# Rare Photos Of First Australasian Antarctic Expedition Taken 100 Years Ago



## Braineack (Feb 26, 2019)

Rare Photos Of First Australasian Antarctic Expedition Taken 100 Years Ago Will Make You Shiver


----------



## ORourkeK (Feb 26, 2019)

Amazing. Thanks for the share. It is incredible to see how different Huskies look back then.


----------



## zulu42 (Feb 26, 2019)

Wow!


----------



## DarkShadow (Feb 26, 2019)

Excellent photography love all of them but one of the most interesting to me is #9 Cavern Carved by the sea.


----------



## Call_me_Tom (Feb 26, 2019)

ORourkeK said:


> Amazing. Thanks for the share. It is incredible to see how different Huskies look back then.



You’re thinking of “Show” Huskies, working Huskies don’t look anything like the Show breed either. 

If you look at modern day sled teams their Huskies don’t look like their Show brethren and look like those Huskies in these photos.


----------



## RowdyRay (Feb 26, 2019)

Thank you. Really enjoyed that.


----------



## ORourkeK (Feb 26, 2019)

Call_me_Tom said:


> ORourkeK said:
> 
> 
> > Amazing. Thanks for the share. It is incredible to see how different Huskies look back then.
> ...



I never knew there was a difference. Admittedly the only time I have seen them actually pulling a sled was at an event in Vermont. They looked very similar to what I would see in someones home here in PA.


----------



## Call_me_Tom (Feb 26, 2019)

ORourkeK said:


> Call_me_Tom said:
> 
> 
> > ORourkeK said:
> ...



Working Huskies aren’t pretty like what you’d see on a leash in your neighborhood. 

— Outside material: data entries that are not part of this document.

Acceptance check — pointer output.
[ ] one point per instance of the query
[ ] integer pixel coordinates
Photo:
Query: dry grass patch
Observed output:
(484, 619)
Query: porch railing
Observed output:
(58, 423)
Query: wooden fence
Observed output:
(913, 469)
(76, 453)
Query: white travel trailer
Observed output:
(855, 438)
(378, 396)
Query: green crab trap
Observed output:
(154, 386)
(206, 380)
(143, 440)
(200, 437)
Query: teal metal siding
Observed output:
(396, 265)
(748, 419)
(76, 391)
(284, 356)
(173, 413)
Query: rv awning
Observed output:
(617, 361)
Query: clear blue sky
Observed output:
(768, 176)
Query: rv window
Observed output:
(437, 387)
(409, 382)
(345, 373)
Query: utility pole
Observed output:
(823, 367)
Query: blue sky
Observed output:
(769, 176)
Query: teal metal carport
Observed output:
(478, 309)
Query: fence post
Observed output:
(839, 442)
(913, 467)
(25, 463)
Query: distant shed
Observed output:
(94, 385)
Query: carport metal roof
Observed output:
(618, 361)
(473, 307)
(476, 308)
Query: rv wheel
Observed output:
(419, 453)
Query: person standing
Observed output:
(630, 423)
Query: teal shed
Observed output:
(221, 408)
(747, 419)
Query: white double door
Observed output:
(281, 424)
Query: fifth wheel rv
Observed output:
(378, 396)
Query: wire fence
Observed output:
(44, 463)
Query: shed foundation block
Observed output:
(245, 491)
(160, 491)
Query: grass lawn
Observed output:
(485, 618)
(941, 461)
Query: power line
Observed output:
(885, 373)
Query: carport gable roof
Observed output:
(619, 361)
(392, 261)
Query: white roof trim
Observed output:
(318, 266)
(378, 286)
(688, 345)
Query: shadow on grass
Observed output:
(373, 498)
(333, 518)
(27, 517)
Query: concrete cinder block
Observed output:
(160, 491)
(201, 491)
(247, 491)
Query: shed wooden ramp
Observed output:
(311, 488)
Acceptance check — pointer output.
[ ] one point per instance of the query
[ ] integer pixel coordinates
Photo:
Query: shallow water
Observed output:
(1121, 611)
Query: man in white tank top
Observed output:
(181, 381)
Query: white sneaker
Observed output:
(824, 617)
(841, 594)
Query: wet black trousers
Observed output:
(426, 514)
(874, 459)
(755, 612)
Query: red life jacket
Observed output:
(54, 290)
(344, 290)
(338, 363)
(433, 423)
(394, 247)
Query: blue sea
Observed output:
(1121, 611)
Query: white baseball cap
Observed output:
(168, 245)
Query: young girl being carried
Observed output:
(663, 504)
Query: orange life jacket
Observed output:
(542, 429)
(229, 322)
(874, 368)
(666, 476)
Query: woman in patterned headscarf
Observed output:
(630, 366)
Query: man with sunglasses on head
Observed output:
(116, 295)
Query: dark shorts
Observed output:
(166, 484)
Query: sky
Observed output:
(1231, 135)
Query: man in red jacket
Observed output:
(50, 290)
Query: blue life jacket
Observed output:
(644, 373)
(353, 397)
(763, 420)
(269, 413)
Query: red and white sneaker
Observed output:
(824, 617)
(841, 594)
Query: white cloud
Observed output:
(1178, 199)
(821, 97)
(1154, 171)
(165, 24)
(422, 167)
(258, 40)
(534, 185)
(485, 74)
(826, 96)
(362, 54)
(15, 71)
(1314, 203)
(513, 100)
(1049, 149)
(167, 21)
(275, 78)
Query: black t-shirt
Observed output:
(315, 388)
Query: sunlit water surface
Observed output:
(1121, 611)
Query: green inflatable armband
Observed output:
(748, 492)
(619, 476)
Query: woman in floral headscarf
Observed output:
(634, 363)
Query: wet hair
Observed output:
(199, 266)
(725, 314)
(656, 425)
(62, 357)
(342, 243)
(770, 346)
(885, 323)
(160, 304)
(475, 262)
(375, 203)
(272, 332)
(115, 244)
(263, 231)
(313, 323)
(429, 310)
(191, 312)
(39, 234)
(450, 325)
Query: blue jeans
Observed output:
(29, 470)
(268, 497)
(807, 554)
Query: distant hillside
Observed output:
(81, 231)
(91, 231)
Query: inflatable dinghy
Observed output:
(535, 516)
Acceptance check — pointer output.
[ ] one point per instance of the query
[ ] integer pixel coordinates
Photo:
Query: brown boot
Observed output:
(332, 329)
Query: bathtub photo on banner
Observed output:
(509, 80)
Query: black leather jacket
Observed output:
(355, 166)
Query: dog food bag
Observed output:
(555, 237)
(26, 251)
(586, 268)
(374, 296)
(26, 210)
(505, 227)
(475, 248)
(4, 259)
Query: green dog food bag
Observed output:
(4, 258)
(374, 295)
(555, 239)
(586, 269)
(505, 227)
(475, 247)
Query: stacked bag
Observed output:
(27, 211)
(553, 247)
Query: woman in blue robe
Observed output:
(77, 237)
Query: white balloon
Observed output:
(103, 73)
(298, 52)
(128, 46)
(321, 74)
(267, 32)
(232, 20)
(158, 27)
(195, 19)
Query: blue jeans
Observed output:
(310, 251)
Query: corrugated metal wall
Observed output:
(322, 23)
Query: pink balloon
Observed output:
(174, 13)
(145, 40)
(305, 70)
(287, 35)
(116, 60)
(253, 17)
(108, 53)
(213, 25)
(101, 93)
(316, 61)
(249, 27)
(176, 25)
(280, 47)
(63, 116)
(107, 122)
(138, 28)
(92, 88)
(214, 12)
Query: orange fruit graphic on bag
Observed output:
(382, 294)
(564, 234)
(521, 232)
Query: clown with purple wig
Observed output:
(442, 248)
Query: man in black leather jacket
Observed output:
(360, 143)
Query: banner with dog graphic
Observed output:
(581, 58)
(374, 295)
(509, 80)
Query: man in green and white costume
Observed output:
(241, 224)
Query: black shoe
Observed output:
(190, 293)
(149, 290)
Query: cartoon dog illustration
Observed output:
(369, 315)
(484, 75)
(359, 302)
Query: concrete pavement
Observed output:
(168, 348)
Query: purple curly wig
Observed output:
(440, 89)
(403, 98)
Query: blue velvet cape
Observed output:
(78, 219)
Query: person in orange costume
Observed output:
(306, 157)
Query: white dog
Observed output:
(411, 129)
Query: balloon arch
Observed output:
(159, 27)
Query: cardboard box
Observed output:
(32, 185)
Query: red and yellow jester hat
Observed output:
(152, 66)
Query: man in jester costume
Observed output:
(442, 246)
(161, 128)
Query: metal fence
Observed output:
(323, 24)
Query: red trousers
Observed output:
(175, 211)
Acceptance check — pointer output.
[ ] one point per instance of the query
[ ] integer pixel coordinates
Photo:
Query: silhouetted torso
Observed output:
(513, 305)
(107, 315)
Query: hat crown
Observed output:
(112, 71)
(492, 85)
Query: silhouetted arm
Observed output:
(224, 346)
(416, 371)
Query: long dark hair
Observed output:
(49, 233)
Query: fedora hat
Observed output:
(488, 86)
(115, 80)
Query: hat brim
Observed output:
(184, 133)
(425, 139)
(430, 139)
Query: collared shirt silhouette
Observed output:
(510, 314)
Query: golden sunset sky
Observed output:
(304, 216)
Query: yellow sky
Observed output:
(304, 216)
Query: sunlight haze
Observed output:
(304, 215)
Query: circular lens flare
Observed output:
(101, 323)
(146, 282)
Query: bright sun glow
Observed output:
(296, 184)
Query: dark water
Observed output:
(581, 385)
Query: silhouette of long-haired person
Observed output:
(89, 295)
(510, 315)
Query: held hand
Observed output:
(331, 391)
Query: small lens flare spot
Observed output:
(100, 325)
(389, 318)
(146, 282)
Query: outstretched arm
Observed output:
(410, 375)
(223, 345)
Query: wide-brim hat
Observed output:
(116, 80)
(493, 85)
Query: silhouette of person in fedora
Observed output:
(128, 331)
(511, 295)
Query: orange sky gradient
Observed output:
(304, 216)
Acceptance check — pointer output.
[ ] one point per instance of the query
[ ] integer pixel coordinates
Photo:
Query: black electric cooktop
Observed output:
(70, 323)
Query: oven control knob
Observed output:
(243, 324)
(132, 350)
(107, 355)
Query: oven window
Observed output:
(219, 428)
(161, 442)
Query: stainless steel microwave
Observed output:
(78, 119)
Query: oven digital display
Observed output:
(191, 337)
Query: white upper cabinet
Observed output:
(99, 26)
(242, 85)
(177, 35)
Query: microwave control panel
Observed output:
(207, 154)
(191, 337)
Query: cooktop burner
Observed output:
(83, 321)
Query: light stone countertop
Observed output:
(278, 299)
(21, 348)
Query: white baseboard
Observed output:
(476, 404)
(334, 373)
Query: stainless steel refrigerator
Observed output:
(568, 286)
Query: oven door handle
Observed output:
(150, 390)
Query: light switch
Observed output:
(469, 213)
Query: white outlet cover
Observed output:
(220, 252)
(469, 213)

A lot of Police and Military only use working German Shepherds, which look a little different than the show breed. These working GS don’t have the haunched hind legs like you see at the dog park but stand fully erect so they can pull a man down or drag someone to safety. 

There’re many, many more, such as a Poodle is really a hunting dog, it’s hair is used to repeal water on the hunt, not showy fluffy fur balls. It’d take to long to list them all but it makes for interesting reading if your ever get bored and Google it.


----------